Tenenbaum p. 291 shows this is correct. Suppose X'=AX+B where A is the matrix. A={{-p,q},{b,-q}} B={r,s}. dx/dt=ay-px+r, dy/dt=bx-qy+s. X[t]={x[t],y[t]}, X[0]=[x0,y0]
In[378]:=
CharacteristicPolynomial[{{-p, a}, {b, -q}}, m] ==
Det[{{-p, a}, {b, -q}} - m {{1, 0}, {0, 1}}]
Out[378]= True
You should explain the problem more and even why you move between each step (ex, what book and chapter you are in - because there's more than one way to solve it).
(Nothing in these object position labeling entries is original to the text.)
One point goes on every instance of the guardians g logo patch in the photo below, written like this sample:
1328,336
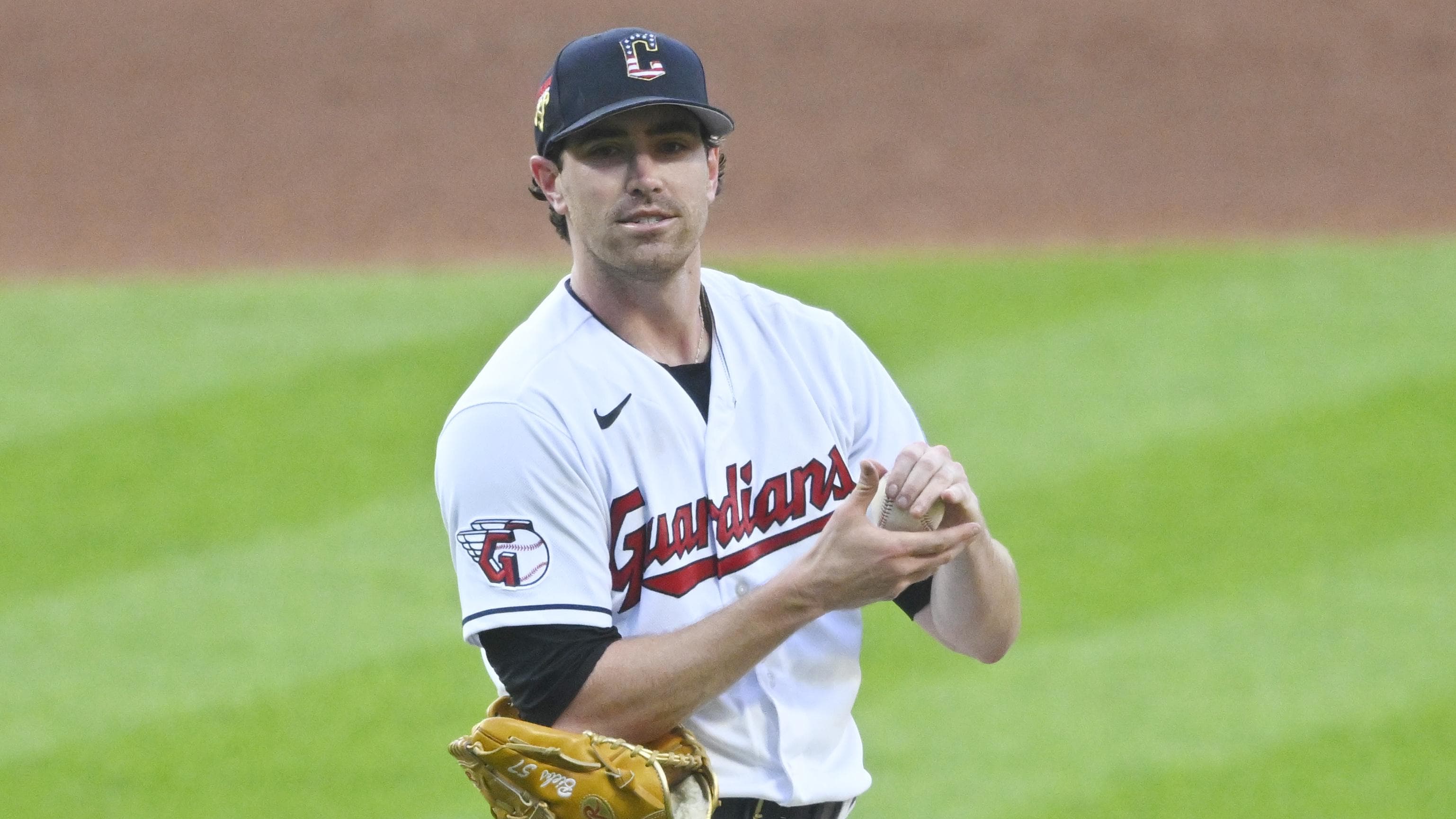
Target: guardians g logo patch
629,50
510,553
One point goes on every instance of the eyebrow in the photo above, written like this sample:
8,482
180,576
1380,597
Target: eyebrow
676,126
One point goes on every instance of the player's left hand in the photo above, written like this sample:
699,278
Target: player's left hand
922,474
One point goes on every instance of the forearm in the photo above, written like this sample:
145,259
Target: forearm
976,603
644,685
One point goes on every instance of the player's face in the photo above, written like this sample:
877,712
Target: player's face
637,189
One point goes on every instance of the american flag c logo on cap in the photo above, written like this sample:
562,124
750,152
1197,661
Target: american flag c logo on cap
635,69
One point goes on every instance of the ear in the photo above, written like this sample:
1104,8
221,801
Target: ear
548,177
713,172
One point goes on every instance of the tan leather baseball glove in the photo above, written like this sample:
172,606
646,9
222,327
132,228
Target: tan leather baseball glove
529,772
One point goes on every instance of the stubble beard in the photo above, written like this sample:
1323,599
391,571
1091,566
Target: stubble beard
625,259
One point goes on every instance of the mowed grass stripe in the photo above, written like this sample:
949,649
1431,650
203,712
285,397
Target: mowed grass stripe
111,497
1235,508
363,742
225,627
257,439
1294,333
1395,768
251,618
1358,640
88,351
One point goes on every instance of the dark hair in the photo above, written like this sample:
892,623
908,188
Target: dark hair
560,221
To me you are apparently solving a problem similar to the arms race problem.
my guess is that you are reading about using a specific method of solving a system of ODE which employs a eigenvalue solution modified for ODE (note it's not the only way to solve it, and perhaps not popular). the steps are not straight forward (require analysis of each outcome during the process?) and there isn't a way to "force mm" to use that method (mm will use whichever method it finds determines will best completely solve it). it would maybe be best not to use mm for the lesson (do by hand) since it may take much longer to lay it all in than it is worth and you'll need to move on to the next/other methods quickly.